Can We Trade Income Butterflies When IV Is Low?

Options Trading 101 - The Ultimate Beginners Guide To Options

Download The 12,000 Word Guide

Get It Now
As Seen On
by Gavin in Blog
September 12, 2023 0 comments
income butterflies

By income butterflies, we refer to non-directional flies that rely on theta decay for their profit.

These strategies benefit when implied volatility (IV) drops because they are negative vega trades.

But with IV so low already, how much more can it go?

The VIX is the CBOE Volatility Index and is a popular measure of the implied volatility of the S&P 500.

As of June 2023, the VIX is at a low of 14.

income butterflies

With the VIX at the lowest point in 3 years (almost at pre-Covid levels), many traders ask if they can trade butterflies at such low volatility.


Hedge With Some Negative Delta

Volatility is mean-reverting. With volatility at its low point, it will likely go back up at some point.


No one knows.

How can we protect our butterfly if volatility goes up?

Give it some negative delta.

In order for volatility to go up, the market most likely would have dropped.

Having some negative delta to profit from this down move will compensate for our loss due to negative vega.

Butterfly in Low IV

Consider the following butterfly on June 30, 2023, where the VIX was at a three-year low of 13.

income butterflies

It has 35 days till expiration (DTE) and has a negative -0.8 delta.

It costs $780 for one contract on the SPX.

The expiration graph determines the reward-to-risk, which is about 3, calculated by $5200/$1750.

Is this good pricing? Is this a good reward-to-risk for this 60/70 butterfly (60 points upper wing and 70 points lower wing)?

Not really.

Butterfly in High IV

Let’s see how we can get better pricing and reward-to-risk when we have a higher IV, such as on March 13, 2023, when the VIX is 25.

income butterflies

This butterfly is also a 60/70 butterfly.

It has a similar 32 DTE.

But it only costs $70 for one contract.

Its reward-to-risk is about 6 (twice as much as the June butterfly).

This is the advantage of putting on these butterflies at high IV.

Extending the DTE

But we cannot always have high IV. How can we trade these butterflies at lower IVs?

Let’s try extending the DTE to 77 for the June butterfly.

income butterflies

Now the 60/70 butterfly with the same strikes costs $355 instead of $780 (half as much).

The reward-to-risk has improved slightly to $5500/$1500 = 3.6.

While this is still not as good as the butterfly in high IV, the metrics are at least improving in the correct direction.


Butterflies are simply less efficient at making money in a low IV environment.

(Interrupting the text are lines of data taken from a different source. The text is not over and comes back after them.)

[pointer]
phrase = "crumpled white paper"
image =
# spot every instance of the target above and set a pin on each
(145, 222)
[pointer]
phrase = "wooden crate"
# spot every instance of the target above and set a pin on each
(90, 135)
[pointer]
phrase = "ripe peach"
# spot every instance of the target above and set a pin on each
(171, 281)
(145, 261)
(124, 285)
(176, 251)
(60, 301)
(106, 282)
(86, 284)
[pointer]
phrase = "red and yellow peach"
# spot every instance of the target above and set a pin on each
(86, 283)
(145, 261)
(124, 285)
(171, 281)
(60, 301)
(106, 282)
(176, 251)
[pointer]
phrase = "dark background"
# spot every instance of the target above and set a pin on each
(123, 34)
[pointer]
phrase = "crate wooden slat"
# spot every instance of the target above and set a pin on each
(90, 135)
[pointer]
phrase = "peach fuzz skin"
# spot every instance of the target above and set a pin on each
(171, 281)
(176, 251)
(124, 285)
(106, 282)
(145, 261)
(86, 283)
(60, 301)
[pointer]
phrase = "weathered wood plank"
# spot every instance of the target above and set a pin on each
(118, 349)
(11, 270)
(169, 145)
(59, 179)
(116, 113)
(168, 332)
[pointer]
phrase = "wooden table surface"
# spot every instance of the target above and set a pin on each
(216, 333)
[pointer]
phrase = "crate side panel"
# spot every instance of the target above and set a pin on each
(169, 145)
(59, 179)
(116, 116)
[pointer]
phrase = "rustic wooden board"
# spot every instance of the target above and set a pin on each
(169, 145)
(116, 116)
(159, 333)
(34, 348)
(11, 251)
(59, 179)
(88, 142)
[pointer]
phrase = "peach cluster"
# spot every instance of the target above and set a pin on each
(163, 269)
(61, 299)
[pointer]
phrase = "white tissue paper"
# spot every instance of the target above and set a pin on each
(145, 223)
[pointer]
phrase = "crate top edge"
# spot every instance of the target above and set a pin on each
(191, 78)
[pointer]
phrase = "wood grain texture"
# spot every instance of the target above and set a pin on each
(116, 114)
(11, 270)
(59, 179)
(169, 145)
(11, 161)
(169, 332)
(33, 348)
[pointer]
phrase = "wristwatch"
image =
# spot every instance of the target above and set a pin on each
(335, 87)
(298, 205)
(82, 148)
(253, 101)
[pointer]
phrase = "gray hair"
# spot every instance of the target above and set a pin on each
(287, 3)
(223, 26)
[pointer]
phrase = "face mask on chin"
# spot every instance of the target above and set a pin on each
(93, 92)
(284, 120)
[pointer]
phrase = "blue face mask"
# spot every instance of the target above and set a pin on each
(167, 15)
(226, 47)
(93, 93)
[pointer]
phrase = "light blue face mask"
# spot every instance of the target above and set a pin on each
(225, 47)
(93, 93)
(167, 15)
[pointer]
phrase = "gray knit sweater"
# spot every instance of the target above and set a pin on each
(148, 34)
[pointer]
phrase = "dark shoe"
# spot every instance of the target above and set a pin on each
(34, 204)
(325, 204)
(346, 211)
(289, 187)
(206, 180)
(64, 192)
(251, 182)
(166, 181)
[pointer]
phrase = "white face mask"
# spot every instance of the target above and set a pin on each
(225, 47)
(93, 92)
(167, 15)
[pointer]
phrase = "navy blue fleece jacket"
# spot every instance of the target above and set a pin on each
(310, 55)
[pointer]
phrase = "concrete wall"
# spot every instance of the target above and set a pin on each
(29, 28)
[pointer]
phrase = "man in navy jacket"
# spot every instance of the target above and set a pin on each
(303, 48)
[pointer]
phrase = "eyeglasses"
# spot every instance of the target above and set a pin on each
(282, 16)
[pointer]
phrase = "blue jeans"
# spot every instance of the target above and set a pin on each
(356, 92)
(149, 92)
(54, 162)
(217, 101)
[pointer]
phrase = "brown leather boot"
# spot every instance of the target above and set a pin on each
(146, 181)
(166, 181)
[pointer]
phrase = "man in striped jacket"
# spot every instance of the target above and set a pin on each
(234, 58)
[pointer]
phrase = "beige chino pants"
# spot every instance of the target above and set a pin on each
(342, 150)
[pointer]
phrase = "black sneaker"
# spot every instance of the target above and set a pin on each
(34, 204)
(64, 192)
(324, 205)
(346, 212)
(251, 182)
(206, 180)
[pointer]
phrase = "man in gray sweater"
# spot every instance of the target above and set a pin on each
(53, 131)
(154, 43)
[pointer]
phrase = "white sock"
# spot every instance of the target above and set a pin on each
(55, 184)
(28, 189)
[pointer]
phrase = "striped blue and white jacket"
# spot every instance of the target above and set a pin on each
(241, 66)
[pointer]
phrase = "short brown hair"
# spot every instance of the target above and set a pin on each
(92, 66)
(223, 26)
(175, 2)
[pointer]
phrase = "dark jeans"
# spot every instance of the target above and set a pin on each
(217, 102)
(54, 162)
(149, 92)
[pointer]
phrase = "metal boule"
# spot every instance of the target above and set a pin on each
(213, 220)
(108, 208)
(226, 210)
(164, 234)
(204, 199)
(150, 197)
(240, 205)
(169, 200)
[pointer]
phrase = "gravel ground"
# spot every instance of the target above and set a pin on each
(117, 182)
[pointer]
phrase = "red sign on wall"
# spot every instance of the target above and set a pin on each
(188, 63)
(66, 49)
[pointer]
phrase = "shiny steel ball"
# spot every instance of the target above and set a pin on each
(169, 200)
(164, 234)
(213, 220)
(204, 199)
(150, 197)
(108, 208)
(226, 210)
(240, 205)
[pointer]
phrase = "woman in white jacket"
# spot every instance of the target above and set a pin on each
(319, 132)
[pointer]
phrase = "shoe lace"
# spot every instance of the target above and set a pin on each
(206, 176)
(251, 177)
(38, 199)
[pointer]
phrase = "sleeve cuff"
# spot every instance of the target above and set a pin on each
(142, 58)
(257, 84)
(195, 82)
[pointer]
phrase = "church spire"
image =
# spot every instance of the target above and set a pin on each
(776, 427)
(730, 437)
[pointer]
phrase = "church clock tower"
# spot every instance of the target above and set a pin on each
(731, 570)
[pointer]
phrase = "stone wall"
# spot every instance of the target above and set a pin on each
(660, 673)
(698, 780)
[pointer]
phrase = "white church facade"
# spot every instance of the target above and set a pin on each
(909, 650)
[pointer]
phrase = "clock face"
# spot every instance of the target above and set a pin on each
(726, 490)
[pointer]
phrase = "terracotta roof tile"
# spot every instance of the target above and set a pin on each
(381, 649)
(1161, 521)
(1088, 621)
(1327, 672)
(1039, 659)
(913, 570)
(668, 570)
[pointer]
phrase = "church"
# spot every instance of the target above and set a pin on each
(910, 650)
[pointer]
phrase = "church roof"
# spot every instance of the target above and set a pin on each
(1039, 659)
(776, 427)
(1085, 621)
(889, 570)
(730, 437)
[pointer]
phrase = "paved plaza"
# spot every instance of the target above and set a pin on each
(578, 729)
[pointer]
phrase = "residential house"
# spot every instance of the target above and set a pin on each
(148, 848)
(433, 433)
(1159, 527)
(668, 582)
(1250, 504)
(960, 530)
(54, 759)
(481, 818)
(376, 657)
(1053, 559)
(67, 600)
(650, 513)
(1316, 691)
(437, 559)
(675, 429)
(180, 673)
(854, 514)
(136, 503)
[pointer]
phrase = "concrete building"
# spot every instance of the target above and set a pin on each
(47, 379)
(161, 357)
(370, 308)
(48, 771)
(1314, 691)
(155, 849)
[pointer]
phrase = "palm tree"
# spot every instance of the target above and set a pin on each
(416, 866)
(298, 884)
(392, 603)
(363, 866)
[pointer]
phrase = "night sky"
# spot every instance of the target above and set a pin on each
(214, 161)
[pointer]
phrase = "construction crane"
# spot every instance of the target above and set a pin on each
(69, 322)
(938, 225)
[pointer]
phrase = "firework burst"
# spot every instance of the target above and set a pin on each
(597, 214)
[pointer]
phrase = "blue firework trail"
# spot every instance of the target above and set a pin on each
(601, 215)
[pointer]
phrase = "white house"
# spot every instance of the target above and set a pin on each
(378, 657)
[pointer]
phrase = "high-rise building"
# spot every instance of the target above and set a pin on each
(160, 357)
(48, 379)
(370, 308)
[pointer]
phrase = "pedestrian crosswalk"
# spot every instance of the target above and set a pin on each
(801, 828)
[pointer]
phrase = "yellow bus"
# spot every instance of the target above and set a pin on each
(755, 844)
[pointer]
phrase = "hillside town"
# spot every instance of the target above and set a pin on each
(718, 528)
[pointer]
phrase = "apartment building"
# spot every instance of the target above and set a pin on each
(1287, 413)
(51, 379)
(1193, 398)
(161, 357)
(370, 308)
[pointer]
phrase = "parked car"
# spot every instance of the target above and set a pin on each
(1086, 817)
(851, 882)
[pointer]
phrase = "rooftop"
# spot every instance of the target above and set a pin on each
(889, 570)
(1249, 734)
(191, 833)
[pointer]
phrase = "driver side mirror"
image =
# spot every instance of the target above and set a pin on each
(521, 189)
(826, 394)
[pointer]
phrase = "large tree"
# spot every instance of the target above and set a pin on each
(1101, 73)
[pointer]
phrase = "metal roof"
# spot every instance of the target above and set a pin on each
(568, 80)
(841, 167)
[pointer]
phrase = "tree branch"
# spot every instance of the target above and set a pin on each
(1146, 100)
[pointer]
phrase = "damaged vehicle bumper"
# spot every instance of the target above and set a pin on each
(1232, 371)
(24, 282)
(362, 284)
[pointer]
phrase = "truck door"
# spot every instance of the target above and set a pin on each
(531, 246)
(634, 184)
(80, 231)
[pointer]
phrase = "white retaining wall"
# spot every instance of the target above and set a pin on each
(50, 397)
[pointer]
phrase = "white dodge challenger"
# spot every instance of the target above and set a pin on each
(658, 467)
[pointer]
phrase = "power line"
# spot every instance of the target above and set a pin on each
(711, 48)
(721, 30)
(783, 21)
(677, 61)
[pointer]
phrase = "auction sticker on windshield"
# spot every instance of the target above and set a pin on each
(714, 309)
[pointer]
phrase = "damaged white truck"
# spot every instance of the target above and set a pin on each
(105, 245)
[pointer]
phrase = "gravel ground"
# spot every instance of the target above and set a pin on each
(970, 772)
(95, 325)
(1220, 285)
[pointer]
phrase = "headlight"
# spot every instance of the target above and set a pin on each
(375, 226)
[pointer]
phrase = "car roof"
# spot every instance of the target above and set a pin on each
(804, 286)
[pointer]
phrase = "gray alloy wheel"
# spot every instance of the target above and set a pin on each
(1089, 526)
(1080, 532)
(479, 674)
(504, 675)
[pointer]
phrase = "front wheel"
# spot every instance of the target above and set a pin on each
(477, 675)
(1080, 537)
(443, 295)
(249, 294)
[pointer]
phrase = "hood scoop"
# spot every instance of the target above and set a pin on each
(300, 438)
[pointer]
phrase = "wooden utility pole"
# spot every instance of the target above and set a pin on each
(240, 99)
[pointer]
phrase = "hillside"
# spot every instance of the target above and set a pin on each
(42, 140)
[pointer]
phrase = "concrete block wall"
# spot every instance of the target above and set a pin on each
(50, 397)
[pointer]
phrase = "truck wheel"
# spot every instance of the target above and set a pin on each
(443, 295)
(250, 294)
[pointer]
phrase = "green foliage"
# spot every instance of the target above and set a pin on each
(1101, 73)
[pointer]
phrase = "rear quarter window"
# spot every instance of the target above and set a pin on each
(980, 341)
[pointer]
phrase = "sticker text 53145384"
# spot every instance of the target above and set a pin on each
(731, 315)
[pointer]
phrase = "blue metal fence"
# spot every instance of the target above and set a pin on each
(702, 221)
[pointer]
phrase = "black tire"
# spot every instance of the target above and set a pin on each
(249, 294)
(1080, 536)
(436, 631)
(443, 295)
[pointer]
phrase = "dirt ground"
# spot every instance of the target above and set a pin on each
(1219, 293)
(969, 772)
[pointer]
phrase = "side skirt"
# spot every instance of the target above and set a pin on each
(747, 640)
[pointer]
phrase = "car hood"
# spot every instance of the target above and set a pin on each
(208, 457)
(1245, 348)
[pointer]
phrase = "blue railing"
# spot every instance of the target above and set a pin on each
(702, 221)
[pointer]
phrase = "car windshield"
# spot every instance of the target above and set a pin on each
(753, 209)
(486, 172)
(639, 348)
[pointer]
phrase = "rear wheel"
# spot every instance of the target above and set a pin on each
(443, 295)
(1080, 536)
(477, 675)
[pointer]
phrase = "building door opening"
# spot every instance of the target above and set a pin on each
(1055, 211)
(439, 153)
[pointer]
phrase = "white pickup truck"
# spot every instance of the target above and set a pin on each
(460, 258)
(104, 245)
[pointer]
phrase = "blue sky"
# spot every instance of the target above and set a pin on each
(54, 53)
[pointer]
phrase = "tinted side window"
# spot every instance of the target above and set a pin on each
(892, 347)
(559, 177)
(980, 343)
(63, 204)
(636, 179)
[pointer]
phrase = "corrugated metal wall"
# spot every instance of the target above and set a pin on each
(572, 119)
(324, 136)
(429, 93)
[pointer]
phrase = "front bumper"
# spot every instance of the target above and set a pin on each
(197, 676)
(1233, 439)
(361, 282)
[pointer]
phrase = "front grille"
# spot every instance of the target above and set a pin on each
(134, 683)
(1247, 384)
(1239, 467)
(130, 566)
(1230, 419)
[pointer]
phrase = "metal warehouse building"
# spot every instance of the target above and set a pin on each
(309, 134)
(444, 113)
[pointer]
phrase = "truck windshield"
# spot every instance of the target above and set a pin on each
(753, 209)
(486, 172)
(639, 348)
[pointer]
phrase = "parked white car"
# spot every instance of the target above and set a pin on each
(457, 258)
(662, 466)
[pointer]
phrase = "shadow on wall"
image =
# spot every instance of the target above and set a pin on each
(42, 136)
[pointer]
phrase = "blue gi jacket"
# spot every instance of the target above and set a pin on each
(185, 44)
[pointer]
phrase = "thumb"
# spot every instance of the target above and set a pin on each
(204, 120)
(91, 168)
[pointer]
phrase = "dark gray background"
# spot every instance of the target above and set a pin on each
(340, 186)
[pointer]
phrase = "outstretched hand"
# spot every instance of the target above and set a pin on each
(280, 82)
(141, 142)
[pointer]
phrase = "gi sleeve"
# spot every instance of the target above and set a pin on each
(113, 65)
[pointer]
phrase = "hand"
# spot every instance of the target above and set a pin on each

It may not be obvious why this is the case, but modeling the butterflies in OptionNet Explorer during high and low IV environments just turns out this is the way it is.

Some experienced butterfly traders will scale down their butterflies during these lower IV periods.

And others may start pairing the strategy with other strategies which perform better in lower IV environments (such as calendars).

But that’s up to you.

If you must trade butterflies during low IV, give it some negative delta to protect it if IV spikes.

And extend the DTE to longer terms to lower its cost and improve its reward-to-risk ratio.

We hope you enjoyed this article on income butterflies.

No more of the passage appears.